Reports
5 September 2024

Summer’s feel-good factor didn’t last long

Europe is not in recession, but it is in a low-growth environment. In the US, we’re finally seeing what every textbook economic model tells us would happen after a sharp tightening of monetary policy: the economy is cooling as a result of higher interest rates

Executive summary

Oh, to be back in August when the biggest worry was whether Simone Biles would take a tumble or I had to choose the pool or the beach for a cooling dip. And now I have to pour cold water on hopes of a global sustained economic recovery.

In the US, we're finally seeing what every textbook economic model tells us would happen after a sharp tightening of monetary policy: the economy cools off as a result of higher interest rates. Admittedly, it took longer than we and many others expected, but recent developments clearly point to an American soft landing. In China, structural factors are still mainly holding back growth. Whether it is the ongoing correction of the labour market or increased protectionism in many developed economies, the Chinese economy is losing rather than gaining momentum after a positive start to the year.

And then there is Europe, where so often the worst of both worlds come together: cyclical and structural headwinds. Here, confidence indicators are starting to point south again, with the exception of an Olympic boost to services in France. Europe is not in recession, but it is in a low-growth environment. And, given weaknesses elsewhere, it's hard to see how Europe can rebound in the coming months. Here, too, we need to prepare for a soft landing... and we haven't been flying as high as the US.
 
We're also facing a political reality check and something similar around the future of AI. Are election results really as adverse for economies as some feared, or is there too much panic and exaggeration? So far, the jury is still out. The new European Commission still has to start up after the June elections. France is still looking for a new government, and the German chancellor Olaf Scholz suffered severe defeats in two regional state elections. It’s too early to assess the economic impact of all of this, but we're not exactly on fertile ground. And the same politicians seem to be outpaced by big tech as far as regulating artificial intelligence is concerned.
At least inflation's come down to somewhere between 2 and 3%. But service inflation and wage growth are the two biggest worries for central banks, and that explains why none of the major ones has yet to engage in a full rate cut cycle.

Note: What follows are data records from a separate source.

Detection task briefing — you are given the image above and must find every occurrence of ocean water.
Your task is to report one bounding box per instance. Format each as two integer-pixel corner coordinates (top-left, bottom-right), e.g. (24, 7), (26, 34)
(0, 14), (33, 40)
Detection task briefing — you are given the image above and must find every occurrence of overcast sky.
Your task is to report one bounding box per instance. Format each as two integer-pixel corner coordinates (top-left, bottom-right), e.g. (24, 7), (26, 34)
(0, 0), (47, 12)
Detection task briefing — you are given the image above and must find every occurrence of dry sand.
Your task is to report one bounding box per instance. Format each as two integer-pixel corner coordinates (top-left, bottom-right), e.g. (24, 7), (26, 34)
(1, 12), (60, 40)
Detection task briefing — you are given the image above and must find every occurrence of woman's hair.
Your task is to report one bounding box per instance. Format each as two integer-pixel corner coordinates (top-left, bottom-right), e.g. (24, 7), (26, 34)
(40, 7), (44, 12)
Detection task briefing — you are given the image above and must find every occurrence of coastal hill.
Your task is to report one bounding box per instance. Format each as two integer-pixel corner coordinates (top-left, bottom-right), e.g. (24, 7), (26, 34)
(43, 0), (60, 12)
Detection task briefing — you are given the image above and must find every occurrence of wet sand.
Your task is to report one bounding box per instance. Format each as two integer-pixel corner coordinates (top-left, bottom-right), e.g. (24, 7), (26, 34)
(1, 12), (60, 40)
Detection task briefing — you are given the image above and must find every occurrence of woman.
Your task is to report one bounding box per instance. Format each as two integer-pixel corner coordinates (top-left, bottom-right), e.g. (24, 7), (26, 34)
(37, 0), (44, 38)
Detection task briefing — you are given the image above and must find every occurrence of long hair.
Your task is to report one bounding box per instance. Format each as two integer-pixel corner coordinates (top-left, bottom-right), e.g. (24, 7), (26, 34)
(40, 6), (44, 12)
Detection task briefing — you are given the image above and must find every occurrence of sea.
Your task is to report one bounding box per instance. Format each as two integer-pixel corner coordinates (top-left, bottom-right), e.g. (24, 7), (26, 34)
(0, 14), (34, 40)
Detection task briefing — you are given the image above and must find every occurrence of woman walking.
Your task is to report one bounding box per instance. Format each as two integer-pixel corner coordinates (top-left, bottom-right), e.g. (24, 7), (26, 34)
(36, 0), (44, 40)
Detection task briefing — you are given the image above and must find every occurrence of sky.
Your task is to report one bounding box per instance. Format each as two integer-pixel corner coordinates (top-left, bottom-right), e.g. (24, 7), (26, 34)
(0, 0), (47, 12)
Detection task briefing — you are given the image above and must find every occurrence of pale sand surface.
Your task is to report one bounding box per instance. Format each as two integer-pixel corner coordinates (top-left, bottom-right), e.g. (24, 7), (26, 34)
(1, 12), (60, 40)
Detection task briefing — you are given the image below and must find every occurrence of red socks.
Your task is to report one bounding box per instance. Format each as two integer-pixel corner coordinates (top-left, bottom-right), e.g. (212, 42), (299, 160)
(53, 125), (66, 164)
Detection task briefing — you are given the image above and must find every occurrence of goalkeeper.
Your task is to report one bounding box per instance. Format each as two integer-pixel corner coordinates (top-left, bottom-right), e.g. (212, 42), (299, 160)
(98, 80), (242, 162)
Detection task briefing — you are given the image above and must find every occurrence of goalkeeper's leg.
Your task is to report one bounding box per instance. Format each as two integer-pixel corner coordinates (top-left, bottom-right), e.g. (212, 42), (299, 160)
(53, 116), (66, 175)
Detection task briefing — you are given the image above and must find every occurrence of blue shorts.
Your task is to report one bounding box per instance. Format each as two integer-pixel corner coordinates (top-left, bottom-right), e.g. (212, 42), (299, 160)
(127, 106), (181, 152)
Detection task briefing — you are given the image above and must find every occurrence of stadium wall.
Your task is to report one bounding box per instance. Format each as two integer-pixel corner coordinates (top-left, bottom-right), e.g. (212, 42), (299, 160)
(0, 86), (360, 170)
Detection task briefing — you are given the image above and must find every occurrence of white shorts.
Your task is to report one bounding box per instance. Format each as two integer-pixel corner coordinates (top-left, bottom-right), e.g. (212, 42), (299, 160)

So, we're set to get those rate cuts in the US and the eurozone in the coming few weeks. And it begs the question of whether the Fed and the European Central Bank are behind the curve. And I'm tempted to answer: does it really matter? Any hesitation is not just due to that inflation stickiness but also the very human reaction of having missed inflation targets for several years in a row; I'm not surprised they're treading carefully.

And we think that caution will persist. The Fed will kick things off, and we're predicting three cuts before the end of the year, possibly starting with a 50bp reduction later this month. The ECB will be more hesitant.

In the world of sports, there is a saying that nothing ages faster than yesterday’s success. And how we wish that the optimism surrounding the global economy at the start of the year hadn't withered quite so quickly. Let's hope we don't have to wait another four years before we see Olympian-style growth returning.